How to Design the Canonical Document

We plan to implement the Canonical model in the Next Gen B2B system
we’ d like to build ESB(IS+broker) for internal integration. any external document will go through the ESB before post the back-end application. we meet a problem design the Canonical Document, we have
different format from multiple partners, just like Purchase order
There are following option:
850(X12)
ORDERS(EDIFACT)
PIP3A4

we 'd like to create a canonical document for those different format
but, if we pick up the industry standard as internal standard, it do impact our system’s performance. if we create it by ourself. I cann’t make care it can meet the requirement in future. any suggestion about it? any basic framework to design a canonical document? if you can provide some sample, it will be great

Creating canonical documents is a very challenging task. It can be very difficult to create one that handles all the variations needed and is readily modifiable to accomodate new needs (yet not change such that existing facilities don’t need to be reworked). As evidence of this challenge, just look at how many standards exist, how long they took to create and evolve, and how many people don’t pick one because “it’s more complex than we need.” (Which might really be “it’s more complex than we want to understand.”)

Perhaps these rules of thumb can help:

  • If you adopt a standard, stay with it. Don’t modify it at all, otherwise you’re not following the standard anymore and lose the benefit of having someone else evolve the standard for you.
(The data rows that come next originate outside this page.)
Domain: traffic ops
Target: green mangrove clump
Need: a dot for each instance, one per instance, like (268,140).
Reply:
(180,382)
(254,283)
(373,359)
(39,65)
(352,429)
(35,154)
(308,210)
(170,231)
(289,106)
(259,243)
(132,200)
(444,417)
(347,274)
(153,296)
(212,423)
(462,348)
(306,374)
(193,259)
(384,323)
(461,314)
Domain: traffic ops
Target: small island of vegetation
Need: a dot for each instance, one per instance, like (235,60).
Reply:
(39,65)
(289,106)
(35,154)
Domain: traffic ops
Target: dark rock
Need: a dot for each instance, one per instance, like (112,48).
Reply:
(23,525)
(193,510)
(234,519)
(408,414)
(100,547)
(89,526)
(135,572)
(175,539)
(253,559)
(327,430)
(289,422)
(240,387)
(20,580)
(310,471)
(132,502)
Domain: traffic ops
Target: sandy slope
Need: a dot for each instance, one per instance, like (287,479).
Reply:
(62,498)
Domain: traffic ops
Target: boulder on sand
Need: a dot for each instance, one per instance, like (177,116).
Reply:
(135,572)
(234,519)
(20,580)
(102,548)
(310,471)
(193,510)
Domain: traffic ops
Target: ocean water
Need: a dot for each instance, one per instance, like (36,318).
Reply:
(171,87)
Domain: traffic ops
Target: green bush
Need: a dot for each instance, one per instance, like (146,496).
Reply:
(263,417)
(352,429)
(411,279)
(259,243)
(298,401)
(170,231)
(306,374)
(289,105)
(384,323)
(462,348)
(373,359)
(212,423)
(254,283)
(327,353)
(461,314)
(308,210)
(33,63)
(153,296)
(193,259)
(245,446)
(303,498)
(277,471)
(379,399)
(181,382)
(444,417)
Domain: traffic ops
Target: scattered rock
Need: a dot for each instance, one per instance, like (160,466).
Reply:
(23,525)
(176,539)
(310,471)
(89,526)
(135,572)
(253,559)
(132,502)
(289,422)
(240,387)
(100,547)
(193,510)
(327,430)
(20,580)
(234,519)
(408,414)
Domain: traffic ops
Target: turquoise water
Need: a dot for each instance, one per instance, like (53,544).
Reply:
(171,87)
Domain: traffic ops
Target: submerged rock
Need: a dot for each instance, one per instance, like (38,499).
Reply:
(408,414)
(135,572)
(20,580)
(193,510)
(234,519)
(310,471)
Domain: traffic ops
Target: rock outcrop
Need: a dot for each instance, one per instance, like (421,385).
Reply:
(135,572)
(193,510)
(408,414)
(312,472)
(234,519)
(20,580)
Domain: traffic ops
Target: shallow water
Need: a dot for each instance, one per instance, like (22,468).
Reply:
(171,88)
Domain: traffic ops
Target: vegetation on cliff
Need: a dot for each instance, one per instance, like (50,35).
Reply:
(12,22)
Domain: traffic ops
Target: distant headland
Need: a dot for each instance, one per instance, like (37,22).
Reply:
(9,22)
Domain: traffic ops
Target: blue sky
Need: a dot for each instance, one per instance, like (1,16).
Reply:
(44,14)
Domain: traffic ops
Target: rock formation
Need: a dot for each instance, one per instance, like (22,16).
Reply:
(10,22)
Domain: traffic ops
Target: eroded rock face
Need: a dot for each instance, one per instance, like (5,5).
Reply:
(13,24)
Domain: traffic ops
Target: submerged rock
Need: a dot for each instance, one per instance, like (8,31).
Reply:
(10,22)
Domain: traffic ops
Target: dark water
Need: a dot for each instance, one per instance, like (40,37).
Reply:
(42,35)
  • On projects that I’ve been involved with, or have heard information about, those that use an industry standard as a start to their own format have invariably abandoned that effort. Based on this, my advice is to not start down this path at all. You’d be better off creating a new format for yourself.

  • Quite often, it doesn’t matter what the standard format is but that you have one. Once integrations start down the path of using unique formats it is very hard to change course.

  • I wouldn’t worry to much about “system performance” and how the format may impact it. The payoff of a common format will generally far outweigh any possible performance hit. Design the format to best reflect the object it represents–performance doesn’t really need to be a consideration. Follow the 3 rules of optimization: 1) Don’t optimize yet; 2) Don’t optimize yet; and 3) Don’t optimize yet.

  • The major applications within the company have significant influence over how the company does business and how it defines business objects. For example, a lot of work and effort go into defining how a PO, an invoice, a shipment notice, etc. are managed within SAP R/3. It is not unreasonable to use the most significant application as a guide for the format of your canonicals.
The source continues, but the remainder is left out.